Scientific classification
- Kingdom: Animalia
- Phylum: Chordata
- Class: Aves
- Order: Passeriformes
- Family: Thamnophilidae
- Genus: Cercomacroides
- Species: C. fuscicauda
- Binomial name: Cercomacroides fuscicauda (Zimmer, JT, 1931)
- Synonyms: Cercomacra nigrescens fuscicauda; Cercomacra fuscicauda;

= Riparian antbird =

- Genus: Cercomacroides
- Species: fuscicauda
- Authority: (Zimmer, JT, 1931)
- Conservation status: LC
- Synonyms: Cercomacra nigrescens fuscicauda, Cercomacra fuscicauda

Species of bird

The riparian antbird (Cercomacroides fuscicauda) is a species of passerine bird in subfamily Thamnophilinae of family Thamnophilidae, the "typical antbirds". It is found in Bolivia, Brazil, Colombia, Ecuador, and Peru.

==Taxonomy and systematics==

The riparian antbird was described as a subspecies of the blackish antbird (at the time Cercomacra nigrescens, now Cercomacroides nigriscens). Significant vocal differences between it and the other five subspecies showed it to be a full species. A molecular phylogenetic study published in 2014 found that Cercomacra, as then defined, was polyphyletic. The genus was split to create two monophyletic genera, and six species including the riparian antbird were moved to the newly erected genus Cercomacroides.

The riparian antbird is monotypic.

==Description==

The riparian antbird is 14 to 15 cm long. Males are almost entirely dark gray, though a slightly lighter gray on their underparts. They have a mostly concealed white patch between their scapulars, a small white patch on the scapulars, and narrow white tips on their wing coverts. Females have a rufous-tinged tawny crown; their upperparts and wings are brownish olive with a small white interscapular patch. Their forehead and face are orange-tawny. Their tail is gray with an olivaceous tinge on the feather edges. Their throat and underparts are orange-rufous with a gray tinge to their flanks.
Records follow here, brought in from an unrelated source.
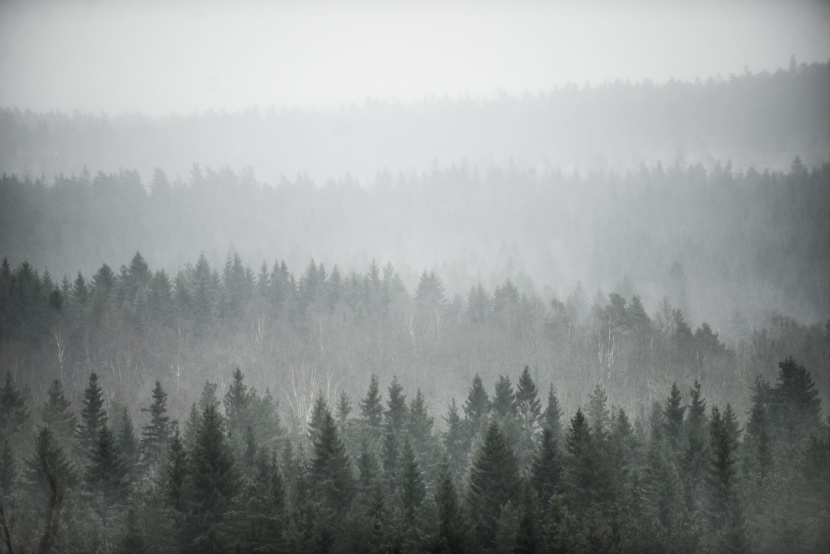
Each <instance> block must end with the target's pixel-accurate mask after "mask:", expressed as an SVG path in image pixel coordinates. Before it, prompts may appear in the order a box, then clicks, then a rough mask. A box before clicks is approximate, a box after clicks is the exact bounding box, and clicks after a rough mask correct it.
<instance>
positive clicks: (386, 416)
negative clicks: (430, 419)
mask: <svg viewBox="0 0 830 554" xmlns="http://www.w3.org/2000/svg"><path fill="white" fill-rule="evenodd" d="M388 395H389V396H388V398H387V400H386V411H385V412H384V413H383V416H384V420H385V423H386V426H387V428H388V429H391V430H392V431H393V432H394V433H395V436H397V437H400V436H401V433H402V432H403V430H404V424H405V423H406V419H407V410H406V395H405V394H403V387H402V386H401V384H400V382H399V381H398V378H397V377H393V378H392V383H391V384H390V385H389V390H388Z"/></svg>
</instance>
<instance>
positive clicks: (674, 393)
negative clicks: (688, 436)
mask: <svg viewBox="0 0 830 554" xmlns="http://www.w3.org/2000/svg"><path fill="white" fill-rule="evenodd" d="M682 402H683V397H682V396H681V395H680V389H678V388H677V383H672V386H671V393H670V394H669V397H668V398H667V399H666V407H665V408H663V426H664V435H663V436H665V437H666V439H667V440H668V442H669V447H670V448H671V451H672V453H674V454H677V453H678V451H679V450H680V446H681V439H682V430H683V415H684V413H685V412H686V407H685V406H682V405H681V403H682Z"/></svg>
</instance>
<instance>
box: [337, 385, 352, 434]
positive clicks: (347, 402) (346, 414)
mask: <svg viewBox="0 0 830 554" xmlns="http://www.w3.org/2000/svg"><path fill="white" fill-rule="evenodd" d="M350 413H352V401H351V399H350V398H349V395H348V394H346V391H340V396H339V397H338V399H337V428H338V429H339V430H340V434H341V435H342V436H343V437H344V438H345V437H346V427H347V425H348V423H349V414H350Z"/></svg>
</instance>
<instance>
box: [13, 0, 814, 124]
mask: <svg viewBox="0 0 830 554" xmlns="http://www.w3.org/2000/svg"><path fill="white" fill-rule="evenodd" d="M828 13H830V9H828V2H827V1H817V0H802V1H780V2H770V1H763V0H762V1H752V2H747V1H733V2H706V1H704V2H700V1H698V2H685V1H664V2H649V1H645V2H644V1H640V2H636V3H634V2H596V1H595V2H587V3H586V2H571V1H568V2H510V3H507V2H502V3H495V2H475V3H462V2H429V1H426V2H413V3H403V2H394V1H393V2H366V1H363V2H349V1H346V2H336V3H335V2H319V1H318V2H271V3H266V2H243V3H237V2H226V3H217V2H213V3H211V2H170V3H163V2H155V1H150V2H126V1H120V2H119V1H116V2H94V1H86V2H75V1H64V2H39V1H35V2H3V1H2V0H0V106H6V107H19V108H29V109H34V110H38V111H43V110H53V109H54V110H63V111H72V110H76V109H77V110H82V111H91V112H106V113H109V114H113V115H115V114H120V113H125V112H137V111H140V112H143V113H147V114H154V115H162V114H168V113H171V112H177V113H192V112H195V111H205V110H209V109H213V110H222V109H224V110H229V111H231V110H240V109H245V108H248V107H254V106H257V107H261V108H267V107H270V106H274V107H277V108H279V107H288V108H336V107H337V106H339V105H341V104H344V103H358V104H359V103H362V102H363V101H364V100H365V99H366V98H367V97H375V98H381V99H397V100H400V101H403V102H407V103H408V102H413V101H418V100H420V99H422V98H424V97H430V96H443V95H445V94H446V95H450V96H460V95H465V94H469V95H471V96H475V97H478V96H486V97H490V96H493V95H494V94H497V93H498V91H505V92H507V93H510V94H521V93H522V92H525V91H530V92H538V91H540V90H547V89H550V88H553V87H556V86H560V85H563V84H565V83H567V82H574V83H577V84H580V85H581V84H584V83H586V82H590V83H594V84H596V83H601V82H603V81H607V80H614V79H628V80H631V81H639V80H642V79H651V80H654V81H658V82H662V81H665V80H667V79H669V78H670V77H674V78H676V79H682V80H694V79H695V78H698V77H699V78H701V79H706V78H708V77H712V76H716V75H718V74H720V75H722V76H724V77H727V76H728V75H729V74H730V73H742V72H744V70H745V68H749V70H750V71H759V70H762V69H768V70H775V69H777V68H779V67H786V66H787V65H788V63H789V59H790V56H791V55H795V56H796V57H797V59H798V60H799V61H800V62H813V61H822V62H826V61H827V60H828V59H830V18H829V17H828Z"/></svg>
==Distribution and habitat==

The riparian antbird is found from southern Amazonas Department in extreme southeastern Colombia south through far eastern Ecuador, eastern Peru, and southwestern Amazonian Brazil into northeastern Bolivia as far as Cochabamba Department. It almost exclusively inhabits riverside várzea forest and thickets on river islands; in southeastern Peru it also occurs in stands of bamboo. In elevation it mostly ranges between 100 and 600 m, though in Ecuador it occurs below 500 m and elsewhere locally reaches 850 m.

==Behavior==
===Movement===

The riparian antbird is believed to be a year-round resident throughout its range.

===Feeding===

The riparian antbird's diet and foraging behavior have not been studied. They are probably similar to those of its former "parent" blackish antbird, which see here.

===Breeding===

Nothing is known about the riparian antbird's breeding biology.

===Vocalization===

The male riparian antbird's song is "a low-pitched introductory note followed by a rattle of descending notes, sounding like 'what cheer' ". The female's song is similar to that of female blackish antbirds (which see here) but has a higher pitch. The species' calls include a "single, slightly nasal [contact] note", a "longer series of low-pitched notes with weaker overtones than the contact calls", and in alarm "three or four notes in rapid succession".

==Status==

The IUCN has assessed the riparian antbird as being of Least Concern. Its population size is not known and is believed to be decreasing. No immediate threats have been identified. It is considered generally fairly common though sparse in Ecuador and uncommon and local in Peru. Its range includes many large protected areas. Its "[p]reference for second-growth and edge habitats renders it less vulnerable to disturbance than are most antbirds".